Back in June I wrote about Fiona's desire to start a formal math program. Shortly after that post I caved in and ordered her a new copy of Miquon Math. I'd used Miquon with my older kids, to a greater or lesser extent, and figured its playful, casual, "guided discovery" approach based on manipulatives would be a good fit for Fiona. Sophie had started Miquon at about the same age, and though she'd moved much more slowly through it than her older siblings had when they'd started at age 5.75 or 6, she'd enjoyed it and ended up with strong math skills.
So I didn't fret too much over Fiona's equally early start. The summer was upon us and we were all too busy with musical things to put much energy into math. So at first I thought she'd just putter through the first (Orange) book over the course of a year or so. But about a month ago, Fiona ramped up her math interest and fairly rollicked through the entire Orange Book. She's now well into the Red (second) Book and I'm beginning to wonder if she'll ever slow down. In the past couple of weeks she's made some big leaps in her understanding of place value and new concepts are falling into place quickly. Miquon is supposed to be a "conceptually advanced 1st through 3rd grade program" in that it introduces all four operations in the first year and progresses to things like algebraic-style problems, Pascal's triangle and cartesian co-ordinates over the next couple of years. Common wisdom cautions parents about starting their kids prior to the age of six, and suggests that they expect to move very slowly with five-year-olds. I've never been one to follow common wisdom, but I do try to take it into account as I find the right path for me and my children.

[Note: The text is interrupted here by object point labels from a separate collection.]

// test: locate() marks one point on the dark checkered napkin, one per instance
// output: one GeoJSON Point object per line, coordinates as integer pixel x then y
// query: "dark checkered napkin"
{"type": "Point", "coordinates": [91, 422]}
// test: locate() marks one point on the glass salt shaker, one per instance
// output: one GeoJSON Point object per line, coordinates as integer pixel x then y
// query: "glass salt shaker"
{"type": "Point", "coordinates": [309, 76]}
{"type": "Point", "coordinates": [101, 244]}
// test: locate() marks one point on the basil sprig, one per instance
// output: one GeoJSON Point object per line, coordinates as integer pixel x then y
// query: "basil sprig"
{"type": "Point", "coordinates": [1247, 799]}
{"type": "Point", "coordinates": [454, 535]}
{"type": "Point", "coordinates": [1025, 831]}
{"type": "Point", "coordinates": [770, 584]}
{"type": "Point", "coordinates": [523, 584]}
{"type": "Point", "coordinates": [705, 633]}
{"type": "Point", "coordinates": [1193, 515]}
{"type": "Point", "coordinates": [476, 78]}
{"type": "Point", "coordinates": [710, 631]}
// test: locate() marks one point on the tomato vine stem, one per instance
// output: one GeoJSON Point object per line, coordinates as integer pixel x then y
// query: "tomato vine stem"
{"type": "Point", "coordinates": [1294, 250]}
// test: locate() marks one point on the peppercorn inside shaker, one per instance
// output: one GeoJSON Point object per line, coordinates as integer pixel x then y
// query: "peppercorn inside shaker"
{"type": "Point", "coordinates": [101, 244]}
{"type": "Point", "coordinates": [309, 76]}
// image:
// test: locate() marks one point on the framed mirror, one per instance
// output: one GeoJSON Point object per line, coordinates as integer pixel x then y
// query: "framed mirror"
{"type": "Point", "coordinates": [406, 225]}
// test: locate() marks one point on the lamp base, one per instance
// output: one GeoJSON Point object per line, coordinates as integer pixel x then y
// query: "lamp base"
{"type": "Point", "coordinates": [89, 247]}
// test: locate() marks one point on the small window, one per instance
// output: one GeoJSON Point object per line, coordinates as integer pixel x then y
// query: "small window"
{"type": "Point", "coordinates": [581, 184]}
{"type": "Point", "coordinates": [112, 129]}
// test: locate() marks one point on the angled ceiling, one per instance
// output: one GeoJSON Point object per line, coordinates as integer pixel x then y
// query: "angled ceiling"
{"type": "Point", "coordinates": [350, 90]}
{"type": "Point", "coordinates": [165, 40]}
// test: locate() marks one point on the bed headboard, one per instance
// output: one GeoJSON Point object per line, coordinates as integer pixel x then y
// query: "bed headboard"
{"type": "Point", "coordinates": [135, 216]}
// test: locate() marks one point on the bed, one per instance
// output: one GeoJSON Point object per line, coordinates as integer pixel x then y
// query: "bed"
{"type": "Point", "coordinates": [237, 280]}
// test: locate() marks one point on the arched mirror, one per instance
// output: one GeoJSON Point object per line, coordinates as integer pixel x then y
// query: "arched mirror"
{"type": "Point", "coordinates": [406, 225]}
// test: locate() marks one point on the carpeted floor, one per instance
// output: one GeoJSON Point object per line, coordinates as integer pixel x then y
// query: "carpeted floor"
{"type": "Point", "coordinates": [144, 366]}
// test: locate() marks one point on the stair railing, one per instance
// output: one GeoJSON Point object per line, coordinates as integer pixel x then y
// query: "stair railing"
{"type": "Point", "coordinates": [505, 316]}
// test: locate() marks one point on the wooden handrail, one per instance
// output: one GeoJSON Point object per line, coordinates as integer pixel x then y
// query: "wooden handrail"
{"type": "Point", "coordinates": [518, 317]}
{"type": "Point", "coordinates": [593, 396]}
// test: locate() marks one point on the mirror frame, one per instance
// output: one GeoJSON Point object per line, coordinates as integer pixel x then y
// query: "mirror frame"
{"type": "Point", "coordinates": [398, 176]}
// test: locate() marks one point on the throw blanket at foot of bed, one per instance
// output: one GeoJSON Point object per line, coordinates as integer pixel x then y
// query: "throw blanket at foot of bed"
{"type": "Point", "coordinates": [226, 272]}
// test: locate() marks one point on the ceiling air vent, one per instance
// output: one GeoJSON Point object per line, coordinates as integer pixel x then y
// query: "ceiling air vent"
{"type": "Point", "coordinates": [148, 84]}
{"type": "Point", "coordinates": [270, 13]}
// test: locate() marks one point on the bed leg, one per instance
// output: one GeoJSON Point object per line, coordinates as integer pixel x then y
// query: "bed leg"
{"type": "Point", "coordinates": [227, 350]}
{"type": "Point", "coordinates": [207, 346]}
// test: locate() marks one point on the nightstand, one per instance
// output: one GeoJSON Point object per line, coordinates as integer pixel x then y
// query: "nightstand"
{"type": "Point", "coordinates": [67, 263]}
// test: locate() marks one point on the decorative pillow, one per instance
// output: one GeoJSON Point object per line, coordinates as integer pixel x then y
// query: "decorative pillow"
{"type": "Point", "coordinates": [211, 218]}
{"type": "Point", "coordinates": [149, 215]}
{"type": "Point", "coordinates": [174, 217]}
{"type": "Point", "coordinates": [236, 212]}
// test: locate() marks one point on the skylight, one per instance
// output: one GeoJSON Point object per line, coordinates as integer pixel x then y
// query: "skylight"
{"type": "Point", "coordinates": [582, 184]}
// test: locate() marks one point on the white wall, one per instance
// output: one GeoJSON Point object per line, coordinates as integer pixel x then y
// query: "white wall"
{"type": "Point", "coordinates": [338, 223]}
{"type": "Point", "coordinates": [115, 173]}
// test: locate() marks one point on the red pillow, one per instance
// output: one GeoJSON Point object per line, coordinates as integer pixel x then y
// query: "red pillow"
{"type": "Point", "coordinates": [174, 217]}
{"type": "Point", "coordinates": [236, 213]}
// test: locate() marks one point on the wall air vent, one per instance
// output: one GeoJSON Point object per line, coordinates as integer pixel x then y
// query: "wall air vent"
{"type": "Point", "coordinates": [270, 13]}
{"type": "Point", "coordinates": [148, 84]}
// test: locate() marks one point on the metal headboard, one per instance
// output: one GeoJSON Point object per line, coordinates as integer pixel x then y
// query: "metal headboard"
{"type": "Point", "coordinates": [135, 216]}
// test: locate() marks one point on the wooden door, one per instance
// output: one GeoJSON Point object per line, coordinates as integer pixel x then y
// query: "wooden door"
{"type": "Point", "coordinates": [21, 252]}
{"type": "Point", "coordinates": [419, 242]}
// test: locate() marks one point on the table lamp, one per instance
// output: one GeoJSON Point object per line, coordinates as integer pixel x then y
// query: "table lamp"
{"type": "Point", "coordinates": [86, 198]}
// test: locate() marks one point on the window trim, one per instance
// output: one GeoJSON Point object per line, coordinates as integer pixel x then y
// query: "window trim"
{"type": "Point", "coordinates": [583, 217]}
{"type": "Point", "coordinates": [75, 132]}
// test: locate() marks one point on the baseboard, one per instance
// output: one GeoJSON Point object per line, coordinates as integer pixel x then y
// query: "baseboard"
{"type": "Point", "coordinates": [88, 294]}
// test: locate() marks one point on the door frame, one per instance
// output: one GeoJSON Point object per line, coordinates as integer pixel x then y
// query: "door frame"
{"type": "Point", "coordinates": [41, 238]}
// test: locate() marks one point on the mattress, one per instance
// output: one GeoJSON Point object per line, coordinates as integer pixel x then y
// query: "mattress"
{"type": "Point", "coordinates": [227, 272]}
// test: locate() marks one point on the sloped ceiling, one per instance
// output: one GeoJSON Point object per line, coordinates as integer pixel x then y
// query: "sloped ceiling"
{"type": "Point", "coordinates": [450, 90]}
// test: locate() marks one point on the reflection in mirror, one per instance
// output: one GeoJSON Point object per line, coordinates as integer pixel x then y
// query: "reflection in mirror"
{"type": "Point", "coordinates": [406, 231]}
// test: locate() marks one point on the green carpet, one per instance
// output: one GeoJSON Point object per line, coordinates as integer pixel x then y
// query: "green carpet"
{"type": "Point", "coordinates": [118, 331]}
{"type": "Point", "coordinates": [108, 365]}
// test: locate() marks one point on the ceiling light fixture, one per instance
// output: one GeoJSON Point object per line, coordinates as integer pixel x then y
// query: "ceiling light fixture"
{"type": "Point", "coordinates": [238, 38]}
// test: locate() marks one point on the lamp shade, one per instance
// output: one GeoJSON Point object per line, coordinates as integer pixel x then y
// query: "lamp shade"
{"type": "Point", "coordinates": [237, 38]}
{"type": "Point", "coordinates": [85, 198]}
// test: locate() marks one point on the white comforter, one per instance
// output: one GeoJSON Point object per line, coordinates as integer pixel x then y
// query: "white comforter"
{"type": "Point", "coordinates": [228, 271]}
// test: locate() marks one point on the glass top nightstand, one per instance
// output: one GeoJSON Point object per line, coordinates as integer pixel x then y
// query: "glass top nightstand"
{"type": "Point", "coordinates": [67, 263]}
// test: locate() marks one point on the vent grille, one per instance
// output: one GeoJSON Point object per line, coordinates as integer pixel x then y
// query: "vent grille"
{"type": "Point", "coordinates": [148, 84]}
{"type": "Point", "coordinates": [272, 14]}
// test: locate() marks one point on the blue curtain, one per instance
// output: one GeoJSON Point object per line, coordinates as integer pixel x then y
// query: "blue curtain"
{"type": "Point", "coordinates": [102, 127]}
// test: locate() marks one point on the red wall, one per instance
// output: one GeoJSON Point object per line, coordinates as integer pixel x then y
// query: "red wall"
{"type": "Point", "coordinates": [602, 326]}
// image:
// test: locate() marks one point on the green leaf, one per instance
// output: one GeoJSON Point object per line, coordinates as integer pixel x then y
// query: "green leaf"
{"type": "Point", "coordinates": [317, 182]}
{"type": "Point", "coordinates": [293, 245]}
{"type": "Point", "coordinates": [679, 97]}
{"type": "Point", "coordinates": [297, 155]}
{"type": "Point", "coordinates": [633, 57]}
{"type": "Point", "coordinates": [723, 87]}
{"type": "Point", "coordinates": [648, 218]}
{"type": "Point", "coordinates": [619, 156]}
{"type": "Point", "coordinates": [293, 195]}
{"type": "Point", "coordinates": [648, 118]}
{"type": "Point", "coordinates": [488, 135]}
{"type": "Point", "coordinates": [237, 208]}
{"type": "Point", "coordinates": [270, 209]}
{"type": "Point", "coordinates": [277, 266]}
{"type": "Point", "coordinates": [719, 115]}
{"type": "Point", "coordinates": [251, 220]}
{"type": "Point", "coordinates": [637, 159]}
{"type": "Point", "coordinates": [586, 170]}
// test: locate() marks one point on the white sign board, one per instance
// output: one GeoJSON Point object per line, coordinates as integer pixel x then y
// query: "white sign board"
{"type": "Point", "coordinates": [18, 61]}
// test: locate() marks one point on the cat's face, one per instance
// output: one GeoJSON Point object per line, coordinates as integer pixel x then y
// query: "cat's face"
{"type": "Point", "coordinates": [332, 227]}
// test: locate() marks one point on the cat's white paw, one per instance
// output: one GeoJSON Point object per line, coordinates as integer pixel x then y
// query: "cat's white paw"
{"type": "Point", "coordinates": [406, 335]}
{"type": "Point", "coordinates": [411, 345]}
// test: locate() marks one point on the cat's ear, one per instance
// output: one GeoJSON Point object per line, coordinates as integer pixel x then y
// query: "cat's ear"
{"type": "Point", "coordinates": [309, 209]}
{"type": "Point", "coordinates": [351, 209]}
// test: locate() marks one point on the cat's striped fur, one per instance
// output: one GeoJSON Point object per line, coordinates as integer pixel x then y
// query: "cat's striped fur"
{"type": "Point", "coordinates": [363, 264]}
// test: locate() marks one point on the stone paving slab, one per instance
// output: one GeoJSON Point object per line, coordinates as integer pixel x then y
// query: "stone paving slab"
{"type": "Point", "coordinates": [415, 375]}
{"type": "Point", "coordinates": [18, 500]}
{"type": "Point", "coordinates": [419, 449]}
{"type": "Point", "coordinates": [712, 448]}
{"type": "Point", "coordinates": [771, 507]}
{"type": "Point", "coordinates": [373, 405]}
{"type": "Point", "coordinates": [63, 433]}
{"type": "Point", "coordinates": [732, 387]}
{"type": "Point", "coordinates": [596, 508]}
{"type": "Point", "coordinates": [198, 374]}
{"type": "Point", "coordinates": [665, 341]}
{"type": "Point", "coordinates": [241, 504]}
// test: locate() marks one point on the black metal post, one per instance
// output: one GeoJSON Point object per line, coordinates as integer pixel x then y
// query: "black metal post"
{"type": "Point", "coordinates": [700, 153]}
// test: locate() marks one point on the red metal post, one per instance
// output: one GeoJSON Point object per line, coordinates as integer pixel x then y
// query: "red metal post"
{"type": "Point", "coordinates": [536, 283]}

I thought I was past these worries, having dealt with various flavours of academic precocity
with my other kids over the years. Yet once again I find myself worrying about burnout and fundamental gaps and frustration. Should she really be moving into this material at her age? Isn't it too much too soon?
Trust, I remind myself. Trust the child. She wouldn't be eagerly devouring if it wasn't doing positive things for her. She knows what's right.